During the penetration test, it was discovered that the sudoers configuration was found to grant the compromised user the ability to execute one or more programs as root with the NOPASSWD flag or without sufficient restriction on permitted arguments. The granted binary was identified in the GTFOBins database as capable of spawning a privileged shell or reading root-owned files outside its intended function.

Impact

An attacker with access to the low-privilege account can immediately escalate to root by invoking the sudo-permitted binary in a manner that escapes to a privileged shell — requiring no password, no additional vulnerability, and no waiting. During this engagement, this misconfiguration was exploited to obtain a root shell within seconds of gaining the initial foothold, resulting in complete host compromise.

Confidentiality
High
Integrity
High
Availability
High

Remediation

Audit all sudoers entries and apply strict least privilege — grant only the minimum required binary with explicit, restricted arguments where possible. Avoid granting sudo access to interpreters (python, perl, ruby), text editors, file management utilities, or any binary listed in GTFOBins. Remove NOPASSWD where feasible. Periodically review sudoers entries using visudo and remove any unnecessary grants.

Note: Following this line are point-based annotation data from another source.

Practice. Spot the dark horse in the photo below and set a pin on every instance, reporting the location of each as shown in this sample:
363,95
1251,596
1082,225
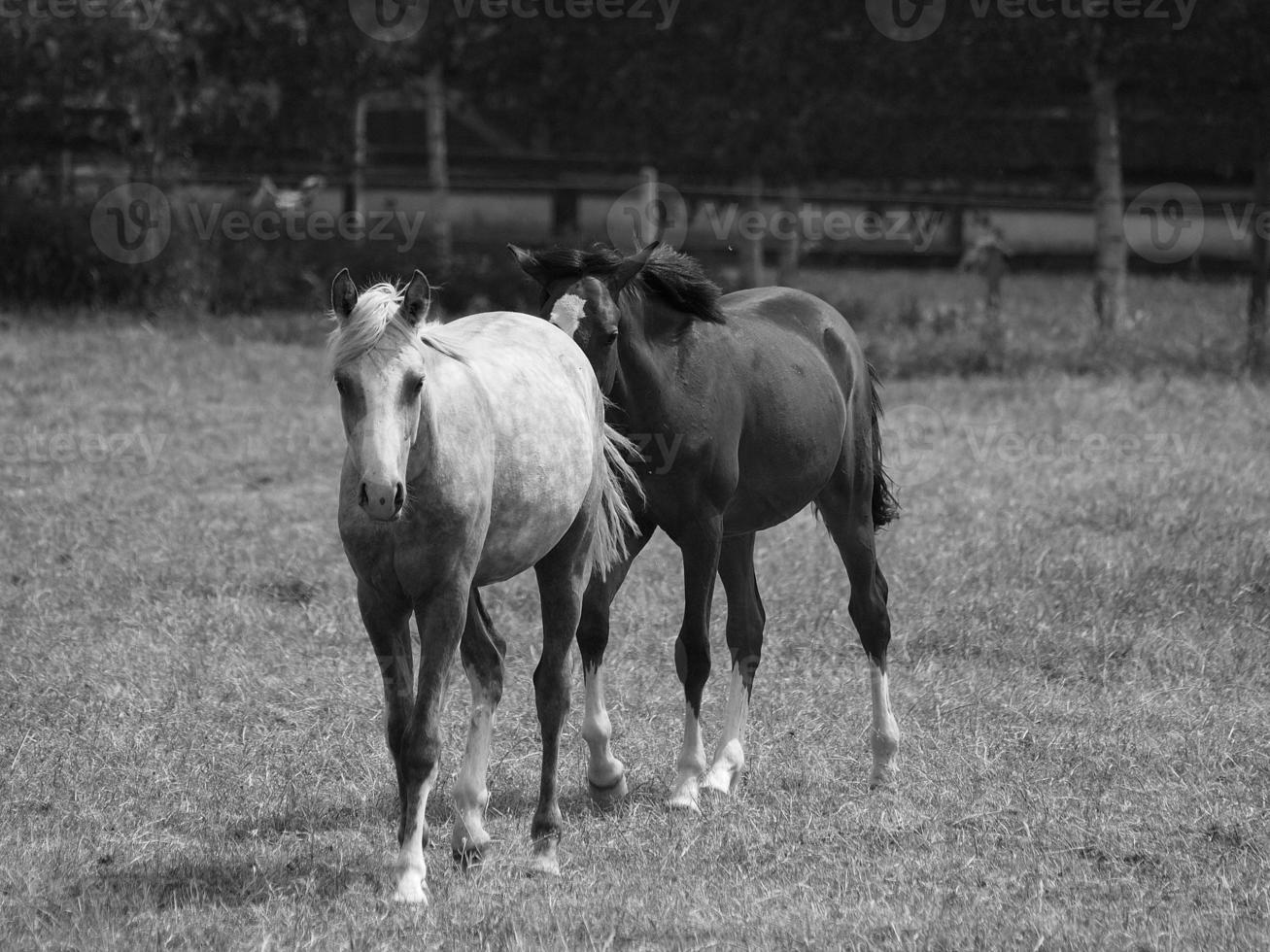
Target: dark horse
748,406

Consider purpose-built privilege delegation tools as an alternative to broad sudo grants.
F-004 — SUID Binary Abuse — Local Privilege Escalation
7.8
High
CVSS:3.1/AV:L/AC:L/PR:L/UI:N/S:U/C:H/I:H/A:H

Description

During the penetration test, it was discovered that one or more non-standard binaries were found with the SUID bit set, causing them to execute as root regardless of which user invokes them. The identified binaries are documented in the GTFOBins database and can be abused through shell escape techniques or file operation abuse to read privileged files or spawn an interactive root shell.

Impact

Any user with shell access to the host can leverage the SUID binary to escalate privileges to root without requiring additional credentials or exploiting any further software vulnerability. During this engagement, the SUID binary was used to obtain an interactive root shell within moments of obtaining the initial low-privilege access, granting complete control over the host and access to all stored credentials and data.

Confidentiality
High
Integrity
High
Availability
High

Remediation

Audit all SUID and SGID binaries using find / -perm /6000 -type f 2>/dev/null and remove the SUID bit from all non-essential binaries. Establish a baseline of expected SUID binaries and alert on any deviations. Never install developer tools, scripting interpreters, or GTFOBins-listed utilities with the SUID permission. Apply nosuid mount options on partitions containing user-writable content.
F-005 — Virtual Host Misconfiguration — Hidden Service Exposure
5.3
Medium
CVSS:3.1/AV:N/AC:L/PR:N/UI:N/S:U/C:L/I:N/A:N

Description

During the penetration test, it was discovered that virtual host and subdomain enumeration revealed one or more internal applications accessible only via specific Host header values. These applications were not intended to be publicly reachable and operated under the assumption that obscurity of the virtual hostname provided access control — with weaker or absent authentication as a result.

Impact

An attacker who discovers the correct virtual hostname via brute-force or DNS enumeration can access administrative interfaces, internal APIs, or development environments that bypass the authentication controls applied to the primary application. During this engagement, virtual host enumeration revealed an internal administration panel that was the pivotal entry point for achieving the initial authenticated foothold on the target.

Confidentiality
Low
Integrity
None
Availability
None

Remediation

Do not rely on virtual hostname obscurity as an access control mechanism. Apply equivalent authentication and authorisation controls to all virtual host applications regardless of perceived accessibility. Restrict internal-only virtual hosts to specific trusted IP ranges using network-layer controls. Remove all development and staging virtual hosts from production server configurations. Regularly enumerate your own DNS and virtual host exposure from an external perspective.